The other global crisis on everyone’s minds is the rising costs of goods and services. In her speech at the opening press conference of the fair, Karin Schmidt-Friderichs, director of the Börsenverein (the German booksellers and publishers’ association), acknowledged that there is economic trepidation in the book business, especially tied to rising energy prices resulting from Vladimir Putin’s decision to cut off energy supplies to Germany in response to sanctions following his invasion of Ukraine. “If a bookstore sees its energy cost go up 300%,” she said, “ it may go bust.”
“There is a silver lining,” said Ronald Schild, CEO of MVB (Marketing und Verlagsservice des Buchhandels), the leading publishing services company for the German book industry and the parent company of PubNet and PubEasy in the U.S. “Booksellers are saying, in Germany at least, that they anticipate they will have strong sales this Christmas as people downgrade their gift giving from expensive items, like new iPads, to books, which are still relatively affordable for people.”

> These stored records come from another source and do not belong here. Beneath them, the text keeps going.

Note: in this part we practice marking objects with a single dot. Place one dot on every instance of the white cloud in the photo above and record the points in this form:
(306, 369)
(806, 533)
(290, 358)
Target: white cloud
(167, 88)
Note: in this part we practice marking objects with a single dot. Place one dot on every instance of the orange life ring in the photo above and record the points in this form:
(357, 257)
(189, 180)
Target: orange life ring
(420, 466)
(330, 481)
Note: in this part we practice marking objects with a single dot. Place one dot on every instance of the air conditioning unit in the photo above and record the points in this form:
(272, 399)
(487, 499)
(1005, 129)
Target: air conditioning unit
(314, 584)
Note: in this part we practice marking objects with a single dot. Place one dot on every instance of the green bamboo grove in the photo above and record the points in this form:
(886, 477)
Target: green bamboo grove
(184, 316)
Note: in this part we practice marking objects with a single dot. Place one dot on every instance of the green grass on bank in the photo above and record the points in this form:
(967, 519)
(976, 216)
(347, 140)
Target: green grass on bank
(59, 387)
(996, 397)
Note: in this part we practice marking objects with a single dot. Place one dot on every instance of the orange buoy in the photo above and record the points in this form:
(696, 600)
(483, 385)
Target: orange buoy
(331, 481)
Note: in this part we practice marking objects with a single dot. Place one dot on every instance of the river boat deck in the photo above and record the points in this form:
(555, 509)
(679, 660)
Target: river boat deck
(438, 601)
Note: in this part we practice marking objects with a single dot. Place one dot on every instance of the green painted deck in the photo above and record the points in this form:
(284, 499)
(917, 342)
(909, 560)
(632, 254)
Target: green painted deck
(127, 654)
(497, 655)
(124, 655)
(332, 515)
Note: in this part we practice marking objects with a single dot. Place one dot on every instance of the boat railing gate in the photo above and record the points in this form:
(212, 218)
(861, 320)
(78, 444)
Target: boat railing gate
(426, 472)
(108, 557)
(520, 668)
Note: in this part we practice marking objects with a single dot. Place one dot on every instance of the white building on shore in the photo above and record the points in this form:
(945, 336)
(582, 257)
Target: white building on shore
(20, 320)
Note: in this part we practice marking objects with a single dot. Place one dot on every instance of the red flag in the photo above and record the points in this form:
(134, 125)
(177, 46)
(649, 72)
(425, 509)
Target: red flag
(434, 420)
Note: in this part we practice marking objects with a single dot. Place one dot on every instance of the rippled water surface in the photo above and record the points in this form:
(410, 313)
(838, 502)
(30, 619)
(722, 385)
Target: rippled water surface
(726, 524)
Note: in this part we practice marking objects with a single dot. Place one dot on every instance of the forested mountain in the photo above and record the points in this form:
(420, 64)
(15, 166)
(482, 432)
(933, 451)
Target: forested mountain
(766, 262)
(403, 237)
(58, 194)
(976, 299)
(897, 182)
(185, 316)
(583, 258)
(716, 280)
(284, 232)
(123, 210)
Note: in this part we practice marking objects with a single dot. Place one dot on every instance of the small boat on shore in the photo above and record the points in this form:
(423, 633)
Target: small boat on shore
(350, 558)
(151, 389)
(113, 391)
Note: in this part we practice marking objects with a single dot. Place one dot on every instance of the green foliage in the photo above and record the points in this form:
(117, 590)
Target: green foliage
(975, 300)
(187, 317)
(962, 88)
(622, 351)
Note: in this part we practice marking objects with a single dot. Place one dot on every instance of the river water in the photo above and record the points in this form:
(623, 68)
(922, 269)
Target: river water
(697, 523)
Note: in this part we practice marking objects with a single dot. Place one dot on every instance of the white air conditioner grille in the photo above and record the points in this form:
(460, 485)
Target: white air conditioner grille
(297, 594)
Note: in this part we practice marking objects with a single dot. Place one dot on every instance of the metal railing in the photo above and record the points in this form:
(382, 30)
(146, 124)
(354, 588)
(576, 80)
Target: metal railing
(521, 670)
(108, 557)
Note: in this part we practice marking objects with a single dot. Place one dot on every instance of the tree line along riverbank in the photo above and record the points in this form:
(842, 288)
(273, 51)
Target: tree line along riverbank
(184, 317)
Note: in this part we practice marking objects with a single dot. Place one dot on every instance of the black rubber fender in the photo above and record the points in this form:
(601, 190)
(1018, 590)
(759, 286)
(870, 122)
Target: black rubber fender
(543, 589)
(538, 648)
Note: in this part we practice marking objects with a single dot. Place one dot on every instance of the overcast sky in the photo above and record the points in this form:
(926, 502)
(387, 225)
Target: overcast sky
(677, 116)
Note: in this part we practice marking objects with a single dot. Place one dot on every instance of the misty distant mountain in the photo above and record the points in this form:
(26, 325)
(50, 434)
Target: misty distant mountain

All said, three years away from Frankfurt has wiped away any cynicism people in the industry might have felt about their annual trip to Germany. “I think nobody is ever honest about Frankfurt, because everybody loves to be negative about how awful it is to have to come here, how terrible a city it is, and how terrible the food is—when actually everybody loves it,” said Cathryn Summerhayes, an agent at Curtis Brown in the U.K. “It’s a guilty pleasure, and it’s a little secret that we all love expensive currywurst and €20 gin and tonics at the Frankfurter Hof and singing inappropriate karaoke with CEOs of publishing houses and discussing nothing about our books at meetings, just how long we stayed up and who was the last to bed.”
About the future of the fair, Summerhayes was bullish. “I think it’ll go on forever and ever,” she said. “I can’t see an end to it. This is the beating heart of publishing, and whoever says they’re really, really glad that they couldn’t come this year is lying their ass off.”